Quand on ne sait pas où l’on va, on s’attend parfois au pire, mais rarement au meilleur. Pourtant dans certaines villes, le pire est souvent une commodité que l’on traverse à chaque coin de rue, et où l’on s’accoutume à penser que le meilleur est d’avoir échappé au pire – et donc, dans une moindre mesure, à son quotidien.

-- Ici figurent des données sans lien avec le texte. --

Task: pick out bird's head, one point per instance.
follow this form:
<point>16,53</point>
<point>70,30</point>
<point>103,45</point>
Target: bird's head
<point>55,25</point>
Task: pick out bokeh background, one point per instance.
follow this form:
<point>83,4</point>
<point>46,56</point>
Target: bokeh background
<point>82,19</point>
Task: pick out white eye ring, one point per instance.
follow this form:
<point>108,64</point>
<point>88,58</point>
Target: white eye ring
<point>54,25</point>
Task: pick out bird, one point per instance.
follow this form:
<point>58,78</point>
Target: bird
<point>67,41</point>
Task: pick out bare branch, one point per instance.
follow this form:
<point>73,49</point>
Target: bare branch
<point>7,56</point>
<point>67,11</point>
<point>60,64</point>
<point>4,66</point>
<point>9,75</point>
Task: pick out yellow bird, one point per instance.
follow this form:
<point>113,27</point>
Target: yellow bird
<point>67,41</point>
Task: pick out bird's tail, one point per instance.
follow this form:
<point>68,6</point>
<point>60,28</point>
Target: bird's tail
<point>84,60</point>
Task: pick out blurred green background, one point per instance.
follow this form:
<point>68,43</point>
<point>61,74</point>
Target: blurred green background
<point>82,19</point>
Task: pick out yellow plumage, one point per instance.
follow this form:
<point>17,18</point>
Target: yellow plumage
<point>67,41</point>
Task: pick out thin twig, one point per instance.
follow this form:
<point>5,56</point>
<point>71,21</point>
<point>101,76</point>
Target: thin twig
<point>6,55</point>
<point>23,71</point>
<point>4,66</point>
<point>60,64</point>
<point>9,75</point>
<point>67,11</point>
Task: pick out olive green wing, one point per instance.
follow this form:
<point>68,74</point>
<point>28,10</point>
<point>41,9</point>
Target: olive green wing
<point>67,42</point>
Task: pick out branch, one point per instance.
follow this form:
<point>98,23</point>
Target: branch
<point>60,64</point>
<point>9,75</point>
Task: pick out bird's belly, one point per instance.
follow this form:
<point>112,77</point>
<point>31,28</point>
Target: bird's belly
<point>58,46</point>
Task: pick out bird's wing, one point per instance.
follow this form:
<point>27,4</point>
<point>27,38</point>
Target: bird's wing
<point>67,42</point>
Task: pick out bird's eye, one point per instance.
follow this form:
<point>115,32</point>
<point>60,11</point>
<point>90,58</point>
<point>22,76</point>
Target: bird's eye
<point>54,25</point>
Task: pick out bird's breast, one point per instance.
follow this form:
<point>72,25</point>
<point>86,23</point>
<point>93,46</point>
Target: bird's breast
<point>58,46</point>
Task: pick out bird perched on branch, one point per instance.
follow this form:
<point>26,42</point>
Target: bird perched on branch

Rien d’étonnant, en outre, dans ce genre de rêveries urbaines conçues par quelques farfelues, dont l’imagination et l’ambition ont dressé les raisons – tantôt personnelles lorsqu’il s’agissait de matérialiser les délires, lubies et autres fantasmes nostalgiques des fans de Sci-Fi des années 80 – davantage que les élans humanistes qui n’auraient pour satisfaire ce caprice que l’espoir de repousser les limites du possible : une ville verte et autonome qui défie l’entendement en s’affranchissant des morales édictées par la doxa écologique (qui invite les populations à justement s’échapper de leur quotidien pour fuir ce confort polluant mais qui, d’une autre main, poussent ceux-là même à des modes de consommation malsains, sachant que de toutes manières ils s’y jetteront). Une ville verte et autonome, mais une ville intelligente où la domotique est l’esclave et le roi.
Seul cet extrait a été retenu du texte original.